In the end, though, a little more than 100 people - mainly residents from Sderot - turned up at the town's new community centre to join in that evening's celebrations marking the festival of Tu B'Shevat, the Jewish "New Year for Trees".
Ms Cohen had organised the entertainment.
"It should be a celebration," she told me. "It is a happy festival."
But at the same time, ask anyone in Sderot, and they will say, as Ms Cohen puts it: "We are living in a war."
For the past seven years, Sderot has lived under a daily volley of rockets and mortars, fired by Palestinian militants in northern Gaza.
Some of the teenagers who have come to the Tu B'Shevat celebrations broke away from the tables covered with dried fruit, soft drinks and wine, to try to explain what passes for normality in their town.
"We hear the alarm," Daniella says. "We run to the shelter, we wait 20 seconds, we hear the boom, and then we go out again."
Bakia says: "It affects everything. I was in Jerusalem the other day, and I heard the noise of something fall off the shelf, and I started running."
Vered says she is counting the days until she can leave Sderot. She is only 17, but already she has decided: "I don't want my kids to grow up here, with the trauma."
Often the complaint in Sderot is that the government and the Israeli public barely notice, let alone understand, what life is like in a community bordering northern Gaza.
Ariel Horowitz insists he is one of those who do sympathise.

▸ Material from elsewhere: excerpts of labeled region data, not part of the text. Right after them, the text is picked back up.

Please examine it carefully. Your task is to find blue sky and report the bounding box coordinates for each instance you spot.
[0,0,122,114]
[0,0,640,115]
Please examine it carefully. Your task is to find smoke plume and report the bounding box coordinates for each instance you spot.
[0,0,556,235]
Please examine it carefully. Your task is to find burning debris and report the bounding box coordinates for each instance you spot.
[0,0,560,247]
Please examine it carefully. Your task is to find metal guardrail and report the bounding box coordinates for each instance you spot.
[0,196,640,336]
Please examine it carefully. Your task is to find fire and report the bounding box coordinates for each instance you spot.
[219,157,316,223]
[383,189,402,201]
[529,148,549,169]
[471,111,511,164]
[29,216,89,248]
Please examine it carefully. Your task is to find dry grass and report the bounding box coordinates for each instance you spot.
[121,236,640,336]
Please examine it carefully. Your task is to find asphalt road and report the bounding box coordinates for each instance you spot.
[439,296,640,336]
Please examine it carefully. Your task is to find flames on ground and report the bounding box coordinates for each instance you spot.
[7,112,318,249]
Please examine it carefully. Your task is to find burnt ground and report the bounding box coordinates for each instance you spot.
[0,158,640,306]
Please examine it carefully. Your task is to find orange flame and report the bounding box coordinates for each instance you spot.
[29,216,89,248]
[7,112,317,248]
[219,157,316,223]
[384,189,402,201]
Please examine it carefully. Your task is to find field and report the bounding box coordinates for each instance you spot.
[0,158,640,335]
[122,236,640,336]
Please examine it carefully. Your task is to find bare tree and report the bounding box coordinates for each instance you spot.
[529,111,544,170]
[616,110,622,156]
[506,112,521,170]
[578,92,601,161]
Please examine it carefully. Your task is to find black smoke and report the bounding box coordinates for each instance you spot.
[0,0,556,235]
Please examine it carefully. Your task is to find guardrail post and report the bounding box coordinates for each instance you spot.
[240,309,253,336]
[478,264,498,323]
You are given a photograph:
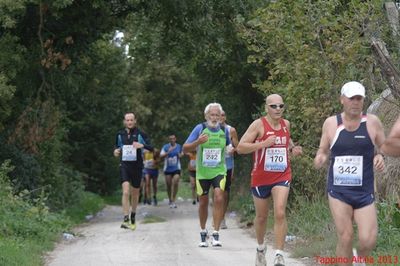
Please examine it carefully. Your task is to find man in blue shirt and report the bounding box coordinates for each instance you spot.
[160,134,183,208]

He is one of two professional musicians who have travelled down from Tel Aviv to perform at tonight's event in a show of support.
"The war stops here in Sderot and doesn't get Tel Aviv, only because right now the Palestinians can't reach Tel Aviv," he says.
"But when they aim at Sderot, they aim at all of us, at the ability of Israelis to live normally."
That view is widely shared inside Israel. And it has led to pressure on the government to do, well, something.
No easy options
Over the weekend, the blockade on supplies into Gaza was tightened further.
Qassam rockets are frequently fired from Gaza into southern Israel
That has now been eased, at least for the time being.
But a spokesman for the Israeli foreign ministry, Arye Mekel, said his country in no way shared the view expressed by some UN and EU officials that the blockade amounted to collective punishment.
"It is a message to Hamas, and hopefully the people in Gaza, who by the way elected Hamas as the government, to put pressure on that government," he says.
There are few Israelis who believe there are any easy options with Gaza.
There is a desire for the government to do something to stop the missile attacks but there is no great appetite, even in Sderot, for a large-scale, long-lasting incursion.
For the time being, the Israeli government is sticking to a combination of intense economic pressure and air and ground attacks against suspected militants.
Gil Kopach, the other Tel Aviv musician to have come to the community centre in Sderot, echoes the frustration of many when he turns on international criticism of Israeli actions.
His question: "What would you do?"
"It's very delicate," he says. "Israel sets itself very high standards. We can't just go and bomb Gaza."
"We have a liability for our situation and for their situation. We want to live in peace, but what would you say if France or Ireland bombed you?"
One refrain you hear time and again in Sderot is: "We have been living under rocket attack for years - how long can this continue?"
The grim precedent in this part of the world is that it can continue for plenty of time yet.